In Schubert’s “Der Doppelganger”, a man is caught in the psychological trauma of seeing an image of himself locked in the past of unrequited love. Mori effectively staged this by having a male cast member standing on a mounted block in the centre of the church, moaning in agony, his body twisted in pain as the singer, driven with passion, pointed to him in horror.
And then there was the morbid crowd obsessed with death. Needless “When I am laid in earth” from Purcell’s Dido and Aeneas was on the program, as was Rebecca Clarke’s haunting song “The Seal Man” where an innocent young girl is lured to her death by love and drowns at sea.
The atmosphere did begin to lighten as angers dissipated and emotions calmed The charming “Presentation of the Rose” scene from Richard Strauss’ Der Rosenkavalier led to couples dancing, some heterosexual, some not.
A Meditative Conclusion
So where in this mostly dark opera experience did we finally see our misfits and malcontents find their Moxy?

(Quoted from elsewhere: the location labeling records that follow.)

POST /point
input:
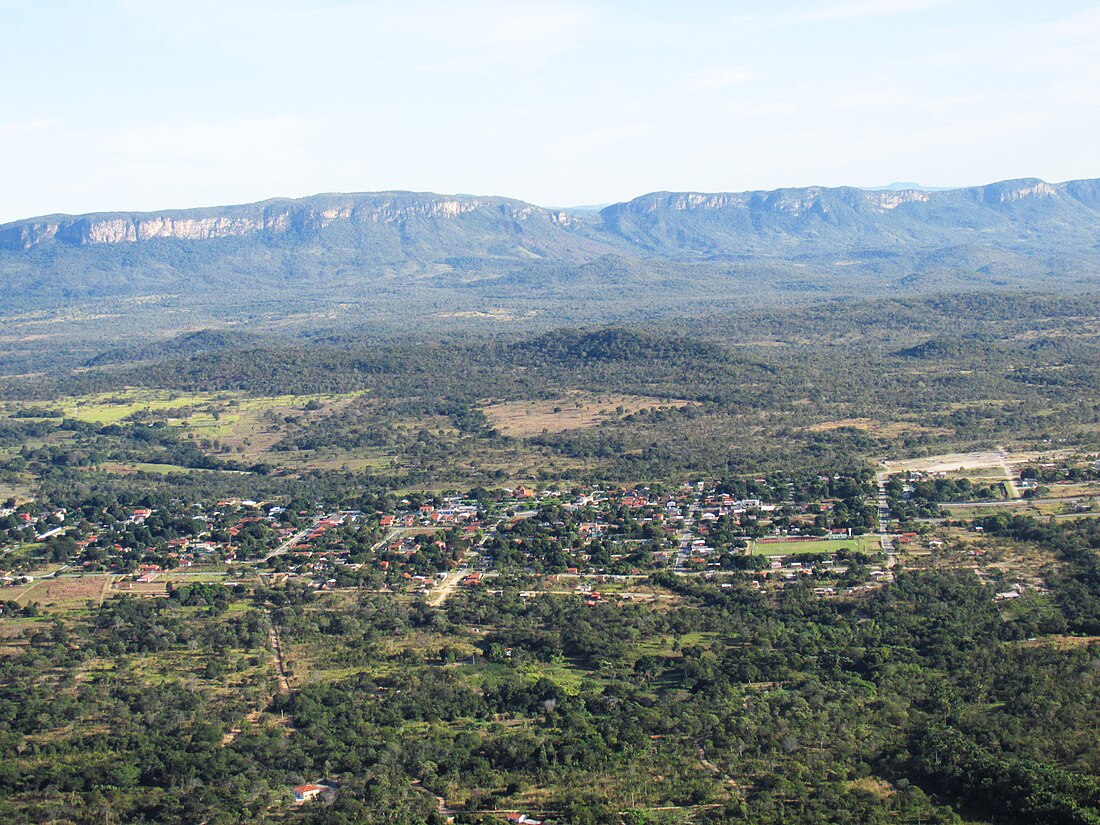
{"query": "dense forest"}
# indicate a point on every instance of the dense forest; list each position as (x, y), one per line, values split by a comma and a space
(953, 680)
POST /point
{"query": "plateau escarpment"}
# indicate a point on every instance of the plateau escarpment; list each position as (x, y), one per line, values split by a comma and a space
(408, 261)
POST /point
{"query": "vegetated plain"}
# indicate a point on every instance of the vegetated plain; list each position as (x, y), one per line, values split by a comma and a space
(636, 572)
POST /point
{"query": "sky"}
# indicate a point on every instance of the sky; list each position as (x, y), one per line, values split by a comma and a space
(143, 105)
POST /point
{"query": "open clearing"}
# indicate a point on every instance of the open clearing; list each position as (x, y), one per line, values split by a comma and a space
(965, 461)
(868, 543)
(573, 411)
(66, 592)
(882, 429)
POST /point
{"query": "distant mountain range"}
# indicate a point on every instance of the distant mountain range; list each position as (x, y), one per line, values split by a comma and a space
(399, 260)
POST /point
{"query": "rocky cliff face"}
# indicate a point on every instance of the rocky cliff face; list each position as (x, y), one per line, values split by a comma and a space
(303, 216)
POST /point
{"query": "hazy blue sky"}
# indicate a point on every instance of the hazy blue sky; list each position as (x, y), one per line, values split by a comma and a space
(151, 103)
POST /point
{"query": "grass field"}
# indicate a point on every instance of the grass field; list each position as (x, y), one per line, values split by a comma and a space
(573, 411)
(868, 543)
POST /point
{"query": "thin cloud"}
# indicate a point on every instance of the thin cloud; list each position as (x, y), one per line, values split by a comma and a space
(859, 10)
(717, 77)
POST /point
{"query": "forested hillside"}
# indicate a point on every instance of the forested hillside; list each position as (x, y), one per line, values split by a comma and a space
(402, 262)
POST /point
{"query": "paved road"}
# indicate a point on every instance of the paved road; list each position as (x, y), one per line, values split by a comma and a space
(1010, 481)
(295, 539)
(884, 538)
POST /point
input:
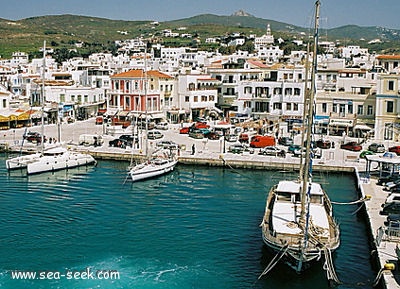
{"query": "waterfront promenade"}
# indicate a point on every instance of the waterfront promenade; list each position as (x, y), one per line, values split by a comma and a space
(211, 152)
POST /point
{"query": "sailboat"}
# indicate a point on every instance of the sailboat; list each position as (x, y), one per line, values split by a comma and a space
(52, 159)
(159, 163)
(298, 223)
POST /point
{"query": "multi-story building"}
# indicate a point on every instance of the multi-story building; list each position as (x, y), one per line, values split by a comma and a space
(197, 95)
(137, 92)
(387, 124)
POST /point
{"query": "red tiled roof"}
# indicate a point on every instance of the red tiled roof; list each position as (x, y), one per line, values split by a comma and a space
(139, 73)
(394, 57)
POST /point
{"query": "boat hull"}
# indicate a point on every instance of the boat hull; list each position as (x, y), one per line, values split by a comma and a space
(282, 232)
(21, 162)
(151, 170)
(59, 162)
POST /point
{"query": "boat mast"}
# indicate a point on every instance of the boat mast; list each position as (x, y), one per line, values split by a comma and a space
(145, 100)
(42, 95)
(307, 165)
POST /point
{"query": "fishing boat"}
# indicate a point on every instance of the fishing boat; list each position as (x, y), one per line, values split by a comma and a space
(58, 158)
(53, 159)
(153, 167)
(298, 223)
(160, 162)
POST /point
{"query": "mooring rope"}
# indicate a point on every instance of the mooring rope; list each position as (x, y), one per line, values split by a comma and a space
(329, 267)
(362, 200)
(274, 261)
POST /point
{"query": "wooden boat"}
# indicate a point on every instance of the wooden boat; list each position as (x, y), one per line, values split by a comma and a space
(298, 223)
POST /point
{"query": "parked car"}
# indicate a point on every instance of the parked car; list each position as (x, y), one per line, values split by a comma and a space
(167, 144)
(390, 185)
(272, 151)
(316, 153)
(351, 146)
(213, 135)
(240, 148)
(376, 148)
(323, 144)
(231, 137)
(383, 180)
(286, 141)
(118, 143)
(293, 148)
(33, 136)
(196, 133)
(244, 137)
(154, 135)
(391, 205)
(129, 138)
(162, 125)
(395, 149)
(184, 130)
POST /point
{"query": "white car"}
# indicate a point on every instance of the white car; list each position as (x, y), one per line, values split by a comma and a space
(162, 125)
(272, 151)
(167, 144)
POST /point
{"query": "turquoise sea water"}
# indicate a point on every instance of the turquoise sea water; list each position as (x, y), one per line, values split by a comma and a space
(197, 227)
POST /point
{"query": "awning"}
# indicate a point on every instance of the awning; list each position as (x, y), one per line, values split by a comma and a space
(362, 127)
(341, 122)
(123, 113)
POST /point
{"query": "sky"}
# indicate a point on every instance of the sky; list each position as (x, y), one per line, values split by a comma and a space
(334, 13)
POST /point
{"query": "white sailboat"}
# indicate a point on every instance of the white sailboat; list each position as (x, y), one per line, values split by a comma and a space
(160, 162)
(53, 159)
(298, 223)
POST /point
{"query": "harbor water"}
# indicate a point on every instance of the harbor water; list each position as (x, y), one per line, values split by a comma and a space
(197, 227)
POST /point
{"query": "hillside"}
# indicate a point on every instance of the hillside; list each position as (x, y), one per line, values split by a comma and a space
(62, 31)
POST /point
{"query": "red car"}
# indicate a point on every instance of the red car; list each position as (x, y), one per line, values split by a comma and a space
(184, 130)
(395, 149)
(351, 146)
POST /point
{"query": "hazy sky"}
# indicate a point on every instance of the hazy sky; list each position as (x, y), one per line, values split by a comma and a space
(334, 13)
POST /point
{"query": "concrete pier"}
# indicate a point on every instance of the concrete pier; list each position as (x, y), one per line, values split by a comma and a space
(215, 153)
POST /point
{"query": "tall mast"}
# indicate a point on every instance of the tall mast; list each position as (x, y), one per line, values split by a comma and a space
(145, 99)
(306, 184)
(42, 94)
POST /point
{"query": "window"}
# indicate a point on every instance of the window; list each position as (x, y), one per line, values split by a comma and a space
(288, 91)
(342, 109)
(324, 107)
(350, 108)
(370, 110)
(390, 85)
(389, 107)
(360, 110)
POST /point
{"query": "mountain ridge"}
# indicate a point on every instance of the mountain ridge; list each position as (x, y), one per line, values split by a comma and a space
(28, 34)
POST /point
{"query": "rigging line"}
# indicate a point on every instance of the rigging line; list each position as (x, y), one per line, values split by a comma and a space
(274, 261)
(362, 200)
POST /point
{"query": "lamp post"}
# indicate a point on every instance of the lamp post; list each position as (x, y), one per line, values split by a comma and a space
(224, 139)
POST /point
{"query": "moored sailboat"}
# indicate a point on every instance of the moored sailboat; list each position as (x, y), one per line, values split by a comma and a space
(157, 164)
(52, 159)
(298, 222)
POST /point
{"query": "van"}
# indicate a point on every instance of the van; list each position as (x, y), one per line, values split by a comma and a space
(260, 141)
(162, 125)
(90, 139)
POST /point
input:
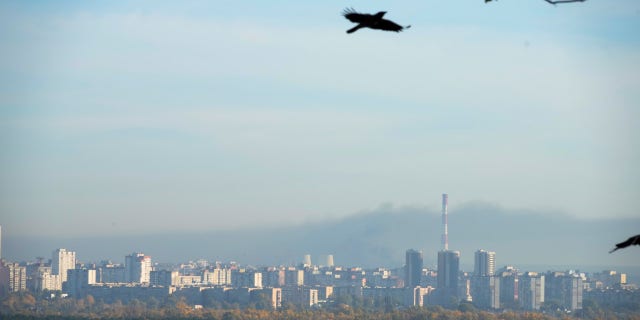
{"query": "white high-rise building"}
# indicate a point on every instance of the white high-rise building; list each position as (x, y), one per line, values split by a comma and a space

Well, that happened just before the religious ending, when, in tight formation, the octet marched defiantly down the middle aisle of the church belting out the Queen of the Night’s “Der Holle Rache” from Mozart’s The Magic Flute, the organ thundering in accompaniment.
It was quite a moment hearing that iconic aria as a mixed opera chorus.
The meditative ending included the beautiful “Regina coeli Laetare” from Mascagni’s Cavalleria Rusticana and Purcell’s reflective “Evening Hymn”.
The glorious organ Postlude by Charles Marie Widor and the religious ending took us full circle back to the organ Recessional and Hildegard von Bingen,
Why the religious bookends? These participants in the communion might be against the powers that be, and the injustices they cause, but they’re not against the inherent goodness of God, or so I think.
Final Thoughts
For the sheer glory of it, let us praise Dr. Jonathan Oldengarm and the magnificent organ at Metropolitan United Church, the largest instrument of its kind in Canada, and the majesty that it brought to the Queen of the Night Communion.
As I sat through the program, I realized on just how many levels I was enjoying the experience — the excellent singing, the unusual choice of repertoire and the even more unusual way it was performed, the very surprising use of the organ, and more to the point, the originality of the concept behind the concert.
Perhaps the biggest takeaway from the Queen of the Night Communion is the very important role that Tapestry Opera is playing in the creation of exciting new opera experiences.